Die zweite Safety-Car-Phase: Daniil Kwjat setzt seinen Toro Rosso an elfter Stelle liegend in die Mauer. "Mein Fehler", gibt er zu. "Ich habe Magnussen überholt. Danach blockierten meine Räder und ich konnte nicht mehr bremsen."
Verfolger Daniel Ricciardo nutzt die Gelegenheit zum Wechsel auf frische Intermediates, und Hamilton dämmert vor dem Re-Start: "Haben alle Reifen gewechselt außer mir? Ich bin mir nicht sicher, ob das eine gute Idee war." War es aber: Nach nur einer Runde unter Grün hat er schon wieder 1,9 Sekunden Vorsprung!
Es ist eines der unterhaltsamen Duelle am Rande: Kevin Magnussen und Felipe Massa fighten um P11, und das gleich mehrmals. Massa wirkt phasenweise unkonzentriert; Magnussen hat die Eier, als Erster auf Slicks zu wechseln. Und fährt damit nach drei Runden Anlaufzeit die schnellste Runde.

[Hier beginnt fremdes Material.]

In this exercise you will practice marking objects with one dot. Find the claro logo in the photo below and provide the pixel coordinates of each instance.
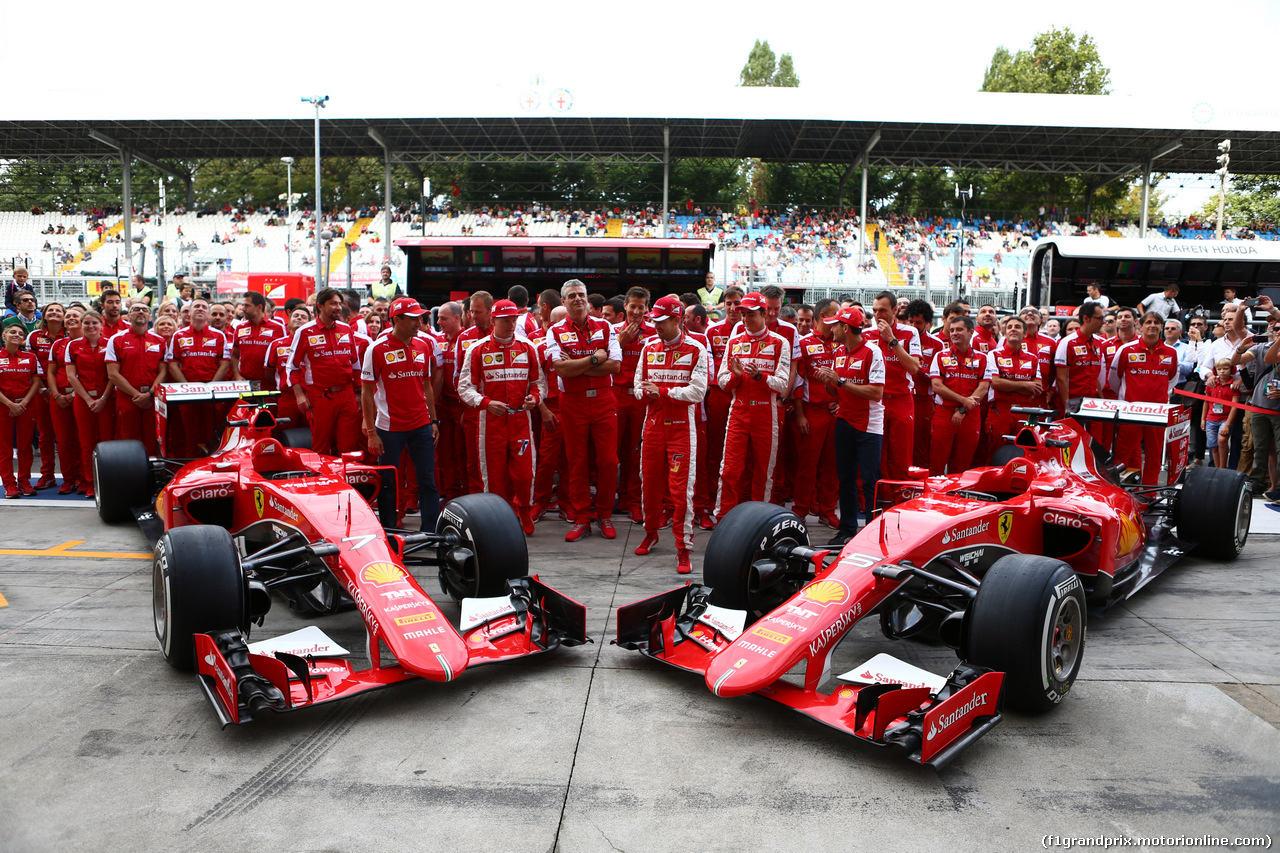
(955, 716)
(1065, 520)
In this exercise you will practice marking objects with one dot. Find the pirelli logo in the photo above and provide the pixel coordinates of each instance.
(415, 619)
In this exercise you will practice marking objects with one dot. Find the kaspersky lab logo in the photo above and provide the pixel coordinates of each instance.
(960, 533)
(951, 719)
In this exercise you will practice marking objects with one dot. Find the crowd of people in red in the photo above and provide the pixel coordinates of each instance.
(671, 411)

Auch eine weitere Safety-Car-Phase (diesmal steht Marcus Ericssons Sauber auf der Anderson-Bridge) bringt Hamilton nicht aus dem Konzept. Er kann es sich leisten, eine Runde später als Ricciardo auf Intermediates zu wechseln. Was wir zu dem Zeitpunkt nicht ahnen: Red Bull leidet an einem Getriebeproblem, muss früh schalten.
Hamilton und Ricciardo nutzen die letzte Safety-Car-Phase nicht mehr zu einem Stopp; Hülkenberg aber schon: An vierter Stelle liegend (vor Carlos Sainz) muss er reinkommen, um Hydrauliköl nachzufüllen. Er fällt erst auf P10 zurück - und scheidet später ganz aus. "Wir müssen uns bei Nico entschuldigen", bedauert Teamchef Cyril Abiteboul.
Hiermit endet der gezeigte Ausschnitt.